UPDATED: Mortar attack targets Baghdad’s Green Zone, sirens heard at US Embassy

Three mortar shells landed inside Baghdad’s heavily fortified Green Zone Thursday overnight, just after midnight local time, the Iraqi military confirmed in a statement on Friday.

ERBIL (Kurdistan 24) – Three mortar shells landed inside Baghdad’s heavily fortified Green Zone Thursday overnight, just after midnight local time, the Iraqi military confirmed in a statement on Friday.

The mortars landed on an “abandoned lot,” resulting in “no casualties or physical damage,” the statement said.

A security source inside the Green Zone said the mortars landed near the Egyptian and US embassies.

So far, no group has claimed responsibility for the attack, which follows days of violent protests in Iraq’s oil-rich city of Basra over the lack of public services and widespread corruption in government institutions.

Sirens were heard at the US Embassy following the mortar attack, local Iraqi media outlets reported.

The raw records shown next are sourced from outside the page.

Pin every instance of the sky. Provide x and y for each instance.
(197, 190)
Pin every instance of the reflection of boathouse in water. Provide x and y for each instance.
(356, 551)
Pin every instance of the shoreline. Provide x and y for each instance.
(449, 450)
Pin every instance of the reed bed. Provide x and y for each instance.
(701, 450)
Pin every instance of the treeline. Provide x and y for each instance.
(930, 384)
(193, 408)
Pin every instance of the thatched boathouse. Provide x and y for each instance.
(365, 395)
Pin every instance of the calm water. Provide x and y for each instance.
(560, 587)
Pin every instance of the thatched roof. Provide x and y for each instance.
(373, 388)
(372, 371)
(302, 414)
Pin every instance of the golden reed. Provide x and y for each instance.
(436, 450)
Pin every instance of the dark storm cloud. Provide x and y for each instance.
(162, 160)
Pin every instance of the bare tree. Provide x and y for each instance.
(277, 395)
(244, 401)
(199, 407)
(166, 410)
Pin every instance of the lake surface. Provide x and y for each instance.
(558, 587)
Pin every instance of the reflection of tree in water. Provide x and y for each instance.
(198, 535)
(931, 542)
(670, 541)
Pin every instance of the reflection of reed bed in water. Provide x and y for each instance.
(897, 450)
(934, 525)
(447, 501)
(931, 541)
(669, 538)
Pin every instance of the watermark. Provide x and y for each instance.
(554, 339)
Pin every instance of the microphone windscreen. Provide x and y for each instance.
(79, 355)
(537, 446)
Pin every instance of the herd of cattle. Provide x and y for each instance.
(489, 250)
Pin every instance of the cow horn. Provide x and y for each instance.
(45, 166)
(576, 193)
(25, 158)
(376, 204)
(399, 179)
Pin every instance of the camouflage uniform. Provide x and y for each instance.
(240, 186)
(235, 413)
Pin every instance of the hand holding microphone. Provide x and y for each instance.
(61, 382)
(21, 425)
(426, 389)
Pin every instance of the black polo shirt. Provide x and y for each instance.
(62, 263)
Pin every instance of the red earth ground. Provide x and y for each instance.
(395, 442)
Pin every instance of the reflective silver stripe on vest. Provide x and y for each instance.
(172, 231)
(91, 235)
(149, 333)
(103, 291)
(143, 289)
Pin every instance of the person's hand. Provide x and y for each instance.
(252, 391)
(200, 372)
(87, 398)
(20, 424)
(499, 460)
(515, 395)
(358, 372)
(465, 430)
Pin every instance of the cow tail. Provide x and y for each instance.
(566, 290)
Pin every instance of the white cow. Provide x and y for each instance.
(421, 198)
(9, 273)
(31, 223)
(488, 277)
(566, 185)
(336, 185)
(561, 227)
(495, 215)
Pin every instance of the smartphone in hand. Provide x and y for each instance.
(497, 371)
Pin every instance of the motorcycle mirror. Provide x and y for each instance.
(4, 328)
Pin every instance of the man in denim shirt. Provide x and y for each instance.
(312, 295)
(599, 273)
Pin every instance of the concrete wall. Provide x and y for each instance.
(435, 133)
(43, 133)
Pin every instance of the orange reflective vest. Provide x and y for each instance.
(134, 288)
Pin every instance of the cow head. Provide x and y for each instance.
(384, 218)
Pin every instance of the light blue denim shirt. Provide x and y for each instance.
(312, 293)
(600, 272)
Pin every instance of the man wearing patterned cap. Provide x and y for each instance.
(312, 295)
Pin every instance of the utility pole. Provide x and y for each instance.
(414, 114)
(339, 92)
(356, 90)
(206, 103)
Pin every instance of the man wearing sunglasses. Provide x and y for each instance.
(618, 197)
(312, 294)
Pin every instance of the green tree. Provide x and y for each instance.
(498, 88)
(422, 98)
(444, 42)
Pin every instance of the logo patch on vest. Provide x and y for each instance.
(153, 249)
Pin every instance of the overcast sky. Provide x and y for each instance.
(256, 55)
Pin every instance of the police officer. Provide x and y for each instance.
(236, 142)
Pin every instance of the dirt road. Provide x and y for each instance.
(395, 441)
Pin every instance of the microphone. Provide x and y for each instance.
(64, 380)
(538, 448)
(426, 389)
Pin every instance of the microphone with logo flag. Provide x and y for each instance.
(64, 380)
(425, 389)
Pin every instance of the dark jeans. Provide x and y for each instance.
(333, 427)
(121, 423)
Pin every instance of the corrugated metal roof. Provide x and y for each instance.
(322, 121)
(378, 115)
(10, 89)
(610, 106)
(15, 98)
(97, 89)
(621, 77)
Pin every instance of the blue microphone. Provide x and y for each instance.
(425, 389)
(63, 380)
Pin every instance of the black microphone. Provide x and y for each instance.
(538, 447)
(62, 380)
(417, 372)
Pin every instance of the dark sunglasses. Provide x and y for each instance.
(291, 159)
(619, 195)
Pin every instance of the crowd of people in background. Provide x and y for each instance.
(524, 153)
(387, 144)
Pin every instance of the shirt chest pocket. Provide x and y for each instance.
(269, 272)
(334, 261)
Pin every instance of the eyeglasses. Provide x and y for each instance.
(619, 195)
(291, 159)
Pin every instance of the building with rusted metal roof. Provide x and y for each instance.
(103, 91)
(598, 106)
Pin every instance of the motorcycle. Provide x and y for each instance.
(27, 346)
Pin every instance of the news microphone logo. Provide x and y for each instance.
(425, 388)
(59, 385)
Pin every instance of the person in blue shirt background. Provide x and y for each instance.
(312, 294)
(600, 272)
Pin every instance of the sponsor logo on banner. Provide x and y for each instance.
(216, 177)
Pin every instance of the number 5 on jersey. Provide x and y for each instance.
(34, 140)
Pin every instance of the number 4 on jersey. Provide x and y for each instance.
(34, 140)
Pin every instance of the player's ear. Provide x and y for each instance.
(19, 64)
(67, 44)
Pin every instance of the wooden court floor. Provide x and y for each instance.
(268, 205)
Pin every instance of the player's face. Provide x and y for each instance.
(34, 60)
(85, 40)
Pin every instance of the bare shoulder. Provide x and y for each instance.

For the fourth day in a row, hundreds of protesters, angry about the federal government neglecting Basra’s infrastructure and the deaths of demonstrators, poured into the streets on Thursday, setting fire to many political party offices and government buildings.

The mortar attack on the Green Zone is the first in several years, as the area where Parliament, government buildings and many foreign embassies are located, is heavily guarded.

In May 2016, three mortar shells landed near the Green Zone. During anti-corruption protests led by influential Iraqi Shia, cleric Muqtada al-Sadr, demonstrators breached the Green Zone twice, storming parliament and the cabinet’s offices.

Having won Iraq’s May 12 national election, Sadr is now trying to form the new government in alliance with incumbent Prime Minister, Haider al-Abadi.

The Green Zone has often become a target for protesters and rebel groups since 2003, with mortar shells striking the area as the strongest means to express discontent toward the government and its institutions.